Ma, dal momento che la decisione di rimuovere dopo 59 anni la canapa dalla Tabella IV è strettamente legata alla volontà di intensificare la ricerca scientifica e snellirla dal punto di vista burocratico, vediamo in quali casi il suo utilizzo può essere benefico per il trattamento terapeutico di alcune condizioni e patologie.
Quando la canapa può essere terapeutica…
Se il maggiore organismo internazionale per la sanità ha esortato l’ONU a prendere una decisione in merito alla canapa è anche perché la ricerca scientifica ha mostrato risultati incoraggianti circa la sua potenziale utilità terapeutica. In tempi antichi, l’uomo ha fatto uso di questa pianta per diversi scopi, incluso quello curativo, ma senza avere alcuna evidenza scientifica dei suoi effetti positivi.
Oggi, grazie all’impegno di numerosi scienziati, ci sono svariati studi che dimostrano come la cannabis possa aiutare nel trattamento di stati debilitanti e patologie. Ecco alcuni esempi.
Lo stress e l’ansia sono due stati psicofisici molto diffusi nella società moderna e, in molti casi, possono degenerare in condizioni gravi come la depressione. La ricerca scientifica ha dimostrato che il CBD interagisce con i recettori del sistema endocannabinoide, attivo sia a livello cerebrale sia periferico.

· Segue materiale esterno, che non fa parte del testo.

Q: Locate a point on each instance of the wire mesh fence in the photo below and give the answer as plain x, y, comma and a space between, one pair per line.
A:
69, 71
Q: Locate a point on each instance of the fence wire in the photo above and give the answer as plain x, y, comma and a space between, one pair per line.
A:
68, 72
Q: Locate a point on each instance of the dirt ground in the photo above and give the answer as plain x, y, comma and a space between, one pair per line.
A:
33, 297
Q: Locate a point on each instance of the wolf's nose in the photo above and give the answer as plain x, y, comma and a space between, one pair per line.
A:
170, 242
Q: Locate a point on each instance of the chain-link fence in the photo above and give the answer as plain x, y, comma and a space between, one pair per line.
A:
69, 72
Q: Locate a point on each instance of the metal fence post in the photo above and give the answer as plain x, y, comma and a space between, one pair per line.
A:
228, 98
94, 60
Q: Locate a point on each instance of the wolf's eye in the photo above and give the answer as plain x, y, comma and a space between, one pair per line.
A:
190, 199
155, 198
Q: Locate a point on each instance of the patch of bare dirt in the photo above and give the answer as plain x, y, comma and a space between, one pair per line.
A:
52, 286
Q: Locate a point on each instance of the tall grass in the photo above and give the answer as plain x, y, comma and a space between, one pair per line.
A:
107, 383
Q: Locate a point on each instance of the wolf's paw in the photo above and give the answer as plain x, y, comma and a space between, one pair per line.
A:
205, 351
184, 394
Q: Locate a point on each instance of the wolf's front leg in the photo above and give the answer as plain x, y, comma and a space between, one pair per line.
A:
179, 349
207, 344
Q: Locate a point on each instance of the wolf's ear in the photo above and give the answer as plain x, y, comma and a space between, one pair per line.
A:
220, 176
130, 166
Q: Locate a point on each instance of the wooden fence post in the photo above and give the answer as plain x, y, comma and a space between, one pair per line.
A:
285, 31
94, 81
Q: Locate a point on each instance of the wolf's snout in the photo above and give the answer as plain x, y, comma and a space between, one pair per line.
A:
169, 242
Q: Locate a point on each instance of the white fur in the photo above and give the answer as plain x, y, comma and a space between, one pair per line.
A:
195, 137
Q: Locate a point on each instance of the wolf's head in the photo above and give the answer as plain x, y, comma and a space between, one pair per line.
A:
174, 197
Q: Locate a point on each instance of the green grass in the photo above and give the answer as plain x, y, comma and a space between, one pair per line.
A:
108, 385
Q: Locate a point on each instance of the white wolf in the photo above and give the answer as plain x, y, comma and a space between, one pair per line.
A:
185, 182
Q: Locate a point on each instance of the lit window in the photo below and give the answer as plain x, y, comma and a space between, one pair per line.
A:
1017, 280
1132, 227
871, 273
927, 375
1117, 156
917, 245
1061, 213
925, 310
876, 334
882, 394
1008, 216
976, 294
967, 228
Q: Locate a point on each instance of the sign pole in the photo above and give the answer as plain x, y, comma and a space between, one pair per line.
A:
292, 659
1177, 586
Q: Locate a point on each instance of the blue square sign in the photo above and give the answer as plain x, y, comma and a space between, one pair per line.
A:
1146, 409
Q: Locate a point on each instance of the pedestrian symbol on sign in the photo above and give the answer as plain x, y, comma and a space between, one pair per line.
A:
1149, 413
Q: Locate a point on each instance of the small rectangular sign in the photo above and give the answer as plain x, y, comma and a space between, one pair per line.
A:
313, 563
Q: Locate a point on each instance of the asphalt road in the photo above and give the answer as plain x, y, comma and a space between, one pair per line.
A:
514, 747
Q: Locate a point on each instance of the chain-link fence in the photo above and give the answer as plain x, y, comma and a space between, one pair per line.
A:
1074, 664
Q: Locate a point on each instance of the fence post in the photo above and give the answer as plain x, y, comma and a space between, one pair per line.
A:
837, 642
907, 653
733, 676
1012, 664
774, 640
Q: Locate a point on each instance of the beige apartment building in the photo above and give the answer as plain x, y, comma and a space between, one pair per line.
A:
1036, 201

L’assunzione del cannabidiolo, dunque, contribuisce alla distensione muscolare e a un generale senso di rilassamento, fornendo un valido aiuto ai soggetti affetti da stati ansiosi e stress.
Il cannabidiolo ha anche proprietà antinfiammatorie e antidolorifiche: stando a vari esperimenti, esso costituisce un alleato nel trattamento di stati infiammatori e del dolore, anche perché i suoi effetti collaterali sono decisamente minori rispetto a quelli dei farmaci chimici.
Dalla scoperta di queste proprietà è nata la volontà – da parte di alcuni scienziati – di studiare gli effetti della cannabis sui pazienti colpiti da patologie come sclerosi, morbo di Parkinson ed epilessia. Le ricerche sono in corso, ma le evidenze scientifiche sugli effetti positivi della canapa su questi soggetti sono incoraggianti. Il CBD, infatti, aiuta ad attenuare gli spasmi muscolari e ha effetti sedativi importanti.
La ricerca si sta concentrando anche sull’utilizzo della cannabis nei pazienti malati di cancro, sia per il trattamento del dolore sia per comprendere se la sua assunzione possa contribuire a rallentare o, addirittura, fermare lo sviluppo delle cellule tumorali.
Si spera che il riconoscimento delle proprietà terapeutiche di questa pianta da parte dell’ONU possa fungere da volano a un incremento degli investimenti nella ricerca, con l’auspicio che emergano risultati sempre più positivi.